Un système de substitution sensorielle est décomposable en trois éléments distincts:
Des capteurs qui permettent la conversion d'une forme d'énergie en signaux interprétables par un système électronique de couplage responsable de l'activation coordonnée de stimulateurs.
La stimulation s'adresse en général à des récepteurs cellulaires d'organes sensoriels et est ainsi consommatrice d'énergie électrique qui peut être convertie en énergie mécanique dans le cas des prothèses visuo-tactiles.
Il est à noter que l'action joue un rôle essentiel dans ce processus. La substitution sensorielle ne peut se construire et fonctionner que via le maintien d'une activité exploratoire des capteurs.

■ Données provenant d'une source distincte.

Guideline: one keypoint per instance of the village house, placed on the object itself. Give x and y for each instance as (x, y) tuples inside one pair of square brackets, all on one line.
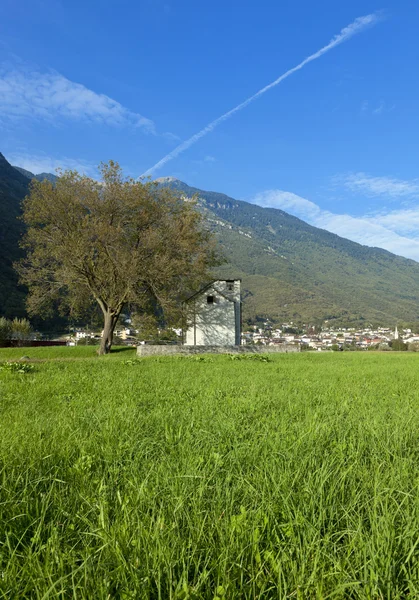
[(214, 315)]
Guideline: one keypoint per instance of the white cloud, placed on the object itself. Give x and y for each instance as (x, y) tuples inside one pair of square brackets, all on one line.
[(357, 26), (45, 164), (50, 96), (386, 231), (379, 186)]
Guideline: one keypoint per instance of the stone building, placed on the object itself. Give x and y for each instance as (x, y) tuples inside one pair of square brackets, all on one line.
[(214, 315)]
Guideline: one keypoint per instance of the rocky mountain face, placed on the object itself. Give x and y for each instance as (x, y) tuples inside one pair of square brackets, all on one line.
[(294, 271), (40, 177), (290, 270)]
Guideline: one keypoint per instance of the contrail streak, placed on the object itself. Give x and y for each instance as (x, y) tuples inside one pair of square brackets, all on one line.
[(346, 33)]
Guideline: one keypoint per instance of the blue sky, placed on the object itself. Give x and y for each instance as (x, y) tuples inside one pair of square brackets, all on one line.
[(335, 143)]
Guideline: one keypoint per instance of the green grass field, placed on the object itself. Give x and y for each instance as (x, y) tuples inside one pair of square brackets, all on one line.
[(177, 478)]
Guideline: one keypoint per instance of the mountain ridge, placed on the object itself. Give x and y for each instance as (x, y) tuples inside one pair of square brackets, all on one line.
[(291, 271)]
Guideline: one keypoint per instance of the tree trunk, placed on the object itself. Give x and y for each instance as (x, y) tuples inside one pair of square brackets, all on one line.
[(111, 319)]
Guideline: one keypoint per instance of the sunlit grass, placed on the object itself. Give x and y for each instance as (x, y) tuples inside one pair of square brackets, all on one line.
[(178, 478)]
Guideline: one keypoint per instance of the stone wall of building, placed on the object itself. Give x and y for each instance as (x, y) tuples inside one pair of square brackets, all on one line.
[(171, 350)]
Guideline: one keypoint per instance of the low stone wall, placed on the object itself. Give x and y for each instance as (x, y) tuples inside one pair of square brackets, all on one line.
[(151, 350)]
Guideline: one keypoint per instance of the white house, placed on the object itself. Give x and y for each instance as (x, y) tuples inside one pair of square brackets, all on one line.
[(214, 315)]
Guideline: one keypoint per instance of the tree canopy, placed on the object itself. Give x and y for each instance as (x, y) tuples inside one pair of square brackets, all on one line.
[(113, 242)]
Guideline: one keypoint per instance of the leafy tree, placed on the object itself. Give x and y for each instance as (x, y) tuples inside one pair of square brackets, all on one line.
[(114, 242), (5, 329), (398, 345)]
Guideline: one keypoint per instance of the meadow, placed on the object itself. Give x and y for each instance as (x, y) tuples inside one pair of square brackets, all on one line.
[(208, 477)]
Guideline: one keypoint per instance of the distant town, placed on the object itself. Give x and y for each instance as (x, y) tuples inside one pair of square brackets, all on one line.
[(342, 338)]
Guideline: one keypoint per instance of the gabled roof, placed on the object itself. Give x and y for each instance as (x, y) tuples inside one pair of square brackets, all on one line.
[(211, 284)]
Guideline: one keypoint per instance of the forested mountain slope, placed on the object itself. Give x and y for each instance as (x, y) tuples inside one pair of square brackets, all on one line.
[(290, 270), (294, 271)]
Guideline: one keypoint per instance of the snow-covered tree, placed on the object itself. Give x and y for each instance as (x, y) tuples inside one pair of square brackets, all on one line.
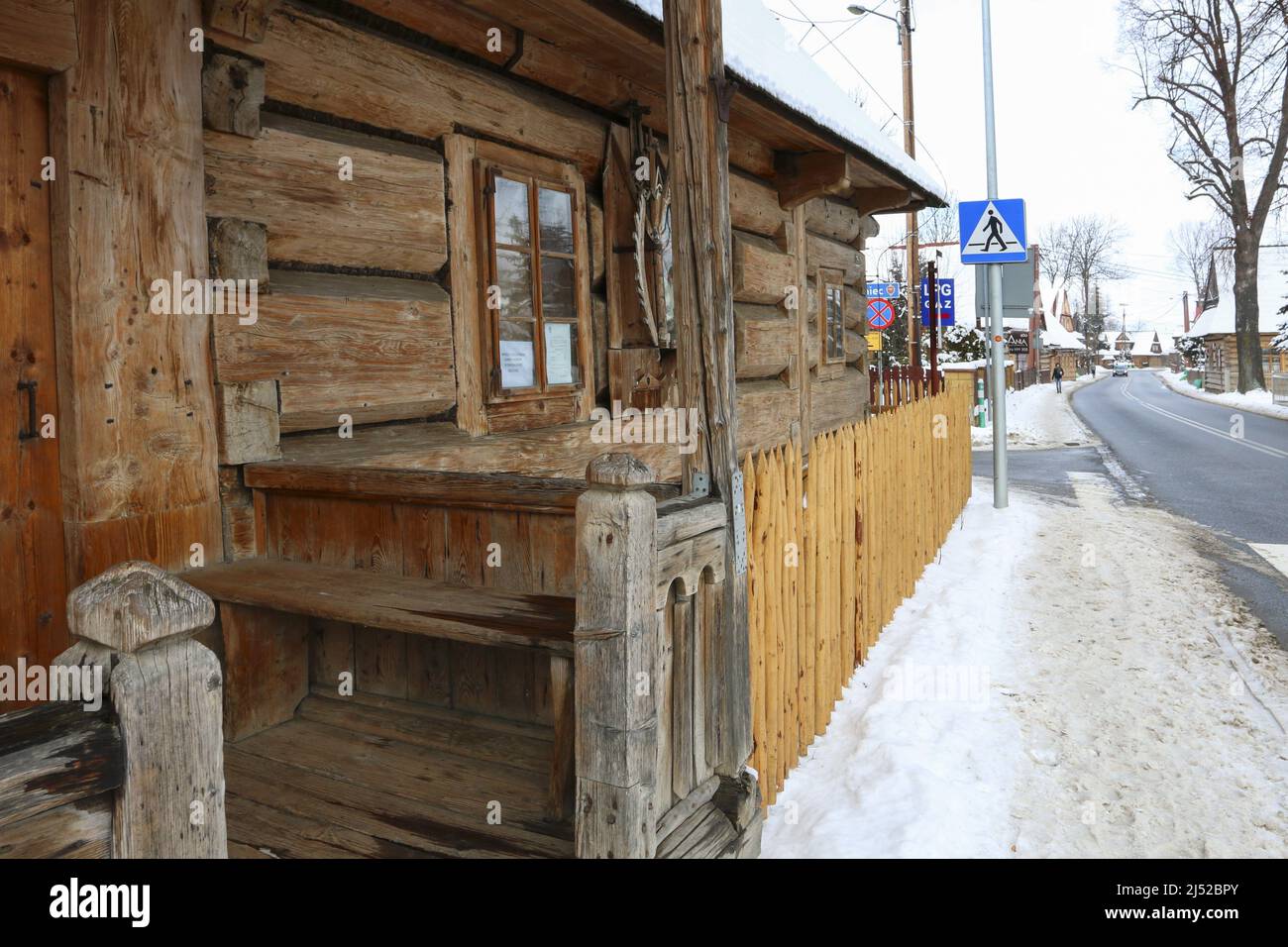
[(962, 344)]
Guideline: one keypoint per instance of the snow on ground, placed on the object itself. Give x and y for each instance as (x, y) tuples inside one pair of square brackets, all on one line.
[(1254, 402), (1070, 680), (1038, 418)]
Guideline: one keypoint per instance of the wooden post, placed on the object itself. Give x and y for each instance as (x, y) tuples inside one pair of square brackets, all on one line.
[(698, 137), (616, 661), (165, 689)]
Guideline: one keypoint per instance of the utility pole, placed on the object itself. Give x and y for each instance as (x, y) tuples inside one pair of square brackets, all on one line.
[(910, 145), (1001, 499)]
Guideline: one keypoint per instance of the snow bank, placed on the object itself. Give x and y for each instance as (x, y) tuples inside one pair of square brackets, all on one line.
[(900, 776), (1253, 402), (1038, 418), (1131, 707)]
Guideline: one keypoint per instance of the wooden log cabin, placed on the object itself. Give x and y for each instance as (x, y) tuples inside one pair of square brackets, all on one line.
[(475, 228)]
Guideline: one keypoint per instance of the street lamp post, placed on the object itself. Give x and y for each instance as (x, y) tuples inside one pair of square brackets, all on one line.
[(912, 270)]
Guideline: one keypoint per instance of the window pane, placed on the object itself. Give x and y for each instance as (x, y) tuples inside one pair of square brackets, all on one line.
[(514, 277), (562, 368), (555, 211), (558, 292), (835, 324), (511, 213), (518, 355)]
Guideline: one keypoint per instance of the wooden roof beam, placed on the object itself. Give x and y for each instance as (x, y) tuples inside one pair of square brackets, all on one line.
[(812, 174)]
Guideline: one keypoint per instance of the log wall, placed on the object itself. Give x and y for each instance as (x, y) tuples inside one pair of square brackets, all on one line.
[(312, 85)]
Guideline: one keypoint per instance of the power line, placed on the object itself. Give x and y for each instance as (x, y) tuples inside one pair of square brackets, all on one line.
[(831, 42)]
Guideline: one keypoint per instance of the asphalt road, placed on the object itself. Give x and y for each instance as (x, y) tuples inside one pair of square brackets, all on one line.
[(1193, 459)]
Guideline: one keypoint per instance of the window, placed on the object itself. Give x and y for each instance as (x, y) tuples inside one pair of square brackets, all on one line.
[(833, 318), (535, 294)]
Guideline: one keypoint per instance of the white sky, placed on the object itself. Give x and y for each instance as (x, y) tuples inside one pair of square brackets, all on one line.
[(1068, 141)]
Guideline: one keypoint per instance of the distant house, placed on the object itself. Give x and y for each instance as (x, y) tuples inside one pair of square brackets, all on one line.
[(1147, 351), (1216, 328), (1060, 344)]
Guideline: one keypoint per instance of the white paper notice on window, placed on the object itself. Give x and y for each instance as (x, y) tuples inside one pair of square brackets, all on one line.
[(516, 365), (559, 354)]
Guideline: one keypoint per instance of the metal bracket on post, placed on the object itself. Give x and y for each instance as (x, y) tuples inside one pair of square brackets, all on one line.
[(739, 526)]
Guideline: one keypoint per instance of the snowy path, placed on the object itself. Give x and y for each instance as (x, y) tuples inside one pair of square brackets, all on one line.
[(1038, 418), (1094, 690)]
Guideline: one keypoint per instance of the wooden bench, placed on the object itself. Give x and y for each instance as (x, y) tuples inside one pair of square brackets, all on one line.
[(267, 660)]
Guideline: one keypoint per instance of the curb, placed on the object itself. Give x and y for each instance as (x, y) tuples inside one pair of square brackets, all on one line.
[(1180, 388)]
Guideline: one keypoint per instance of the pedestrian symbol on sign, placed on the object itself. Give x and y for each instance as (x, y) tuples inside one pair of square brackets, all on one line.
[(992, 231)]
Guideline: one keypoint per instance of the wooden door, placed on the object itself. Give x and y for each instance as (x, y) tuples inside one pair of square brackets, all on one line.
[(33, 579)]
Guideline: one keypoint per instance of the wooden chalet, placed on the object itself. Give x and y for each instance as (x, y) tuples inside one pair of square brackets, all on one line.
[(477, 230)]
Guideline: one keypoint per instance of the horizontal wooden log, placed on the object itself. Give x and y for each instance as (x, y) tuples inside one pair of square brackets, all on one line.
[(835, 219), (838, 399), (373, 348), (246, 18), (39, 34), (764, 341), (325, 64), (823, 253), (754, 206), (767, 411), (73, 830), (237, 508), (394, 603), (266, 668), (232, 91), (54, 754), (248, 421), (761, 272), (686, 517), (389, 217)]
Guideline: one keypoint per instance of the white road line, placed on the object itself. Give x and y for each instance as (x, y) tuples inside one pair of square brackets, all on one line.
[(1275, 556), (1216, 432)]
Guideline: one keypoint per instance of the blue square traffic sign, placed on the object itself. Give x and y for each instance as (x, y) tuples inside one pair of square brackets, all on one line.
[(993, 231)]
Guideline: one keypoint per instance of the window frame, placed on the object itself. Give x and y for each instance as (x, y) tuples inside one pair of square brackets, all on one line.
[(828, 279), (513, 166)]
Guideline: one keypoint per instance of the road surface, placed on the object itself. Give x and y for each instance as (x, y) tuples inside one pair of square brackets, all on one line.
[(1223, 468)]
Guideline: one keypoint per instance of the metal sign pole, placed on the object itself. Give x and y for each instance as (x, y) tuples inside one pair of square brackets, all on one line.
[(995, 285)]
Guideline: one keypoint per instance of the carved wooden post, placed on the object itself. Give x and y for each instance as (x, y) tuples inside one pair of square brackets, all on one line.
[(616, 657), (698, 97), (138, 620)]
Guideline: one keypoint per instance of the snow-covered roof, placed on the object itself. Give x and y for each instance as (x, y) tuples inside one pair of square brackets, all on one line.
[(760, 53), (1271, 289), (1142, 343), (1056, 337)]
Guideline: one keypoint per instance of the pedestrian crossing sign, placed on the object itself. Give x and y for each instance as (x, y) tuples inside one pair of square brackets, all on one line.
[(993, 231)]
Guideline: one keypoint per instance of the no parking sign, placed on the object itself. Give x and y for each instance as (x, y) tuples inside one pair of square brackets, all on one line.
[(880, 313)]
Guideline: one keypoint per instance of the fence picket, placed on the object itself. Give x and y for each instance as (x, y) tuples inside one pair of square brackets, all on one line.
[(867, 506)]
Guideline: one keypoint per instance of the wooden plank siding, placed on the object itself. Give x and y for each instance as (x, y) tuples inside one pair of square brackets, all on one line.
[(137, 412)]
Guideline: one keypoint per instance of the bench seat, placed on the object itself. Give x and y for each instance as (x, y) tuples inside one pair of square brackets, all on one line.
[(265, 605), (393, 602)]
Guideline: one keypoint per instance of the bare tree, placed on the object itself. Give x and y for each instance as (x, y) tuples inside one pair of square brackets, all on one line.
[(1220, 68), (1054, 260), (1091, 248), (1196, 247)]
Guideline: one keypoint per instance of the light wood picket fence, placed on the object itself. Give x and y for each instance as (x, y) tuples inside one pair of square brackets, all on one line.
[(835, 544)]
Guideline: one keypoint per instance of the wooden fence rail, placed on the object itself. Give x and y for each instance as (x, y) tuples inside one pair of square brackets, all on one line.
[(835, 545)]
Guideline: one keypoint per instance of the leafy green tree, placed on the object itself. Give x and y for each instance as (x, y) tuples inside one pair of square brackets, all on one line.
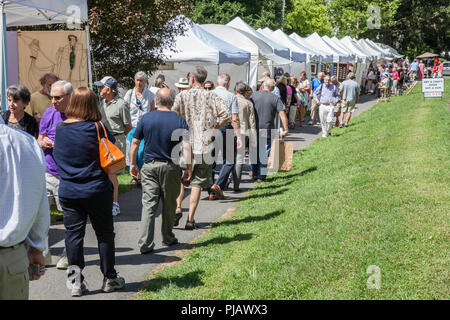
[(309, 16), (130, 35)]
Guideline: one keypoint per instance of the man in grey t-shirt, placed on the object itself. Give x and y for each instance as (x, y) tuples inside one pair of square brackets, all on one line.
[(349, 94), (267, 106)]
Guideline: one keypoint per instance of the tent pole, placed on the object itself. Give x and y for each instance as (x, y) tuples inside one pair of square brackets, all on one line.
[(4, 57), (89, 50)]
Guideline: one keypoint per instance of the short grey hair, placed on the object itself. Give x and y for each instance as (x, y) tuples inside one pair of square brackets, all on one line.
[(223, 79), (141, 75), (200, 74), (67, 86), (19, 92), (241, 87), (165, 101), (269, 84)]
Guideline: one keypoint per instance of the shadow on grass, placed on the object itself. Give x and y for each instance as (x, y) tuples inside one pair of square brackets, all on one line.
[(267, 216), (293, 175), (188, 280)]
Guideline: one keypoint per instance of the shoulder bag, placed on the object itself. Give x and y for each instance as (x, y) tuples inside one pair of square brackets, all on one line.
[(111, 158)]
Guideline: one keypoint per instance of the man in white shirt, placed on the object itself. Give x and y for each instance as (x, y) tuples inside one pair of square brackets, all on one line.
[(24, 211)]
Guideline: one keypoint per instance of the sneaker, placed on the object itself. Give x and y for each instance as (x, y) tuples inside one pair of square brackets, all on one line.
[(48, 259), (62, 263), (178, 216), (171, 243), (215, 189), (109, 285), (77, 288), (190, 225), (116, 209)]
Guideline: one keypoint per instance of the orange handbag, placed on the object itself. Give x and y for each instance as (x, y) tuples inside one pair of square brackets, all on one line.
[(111, 158)]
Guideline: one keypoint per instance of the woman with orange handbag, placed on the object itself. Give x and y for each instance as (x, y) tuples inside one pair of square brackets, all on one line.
[(85, 189)]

L'accès à la perception qu'offrent les dispositifs de substitution sensorielle après la phase d'apprentissage peut être qualifiée "d'implicite " c'est-à-dire ne faisant pas appel à un raisonnement conscient sur les sensations perçues via le système de stimulation.
La page suivante examine les systèmes qui convertissent les signaux optiques en signaux tactiles.
(une page "Dispositifs visuo-auditifs" est traitée séparément).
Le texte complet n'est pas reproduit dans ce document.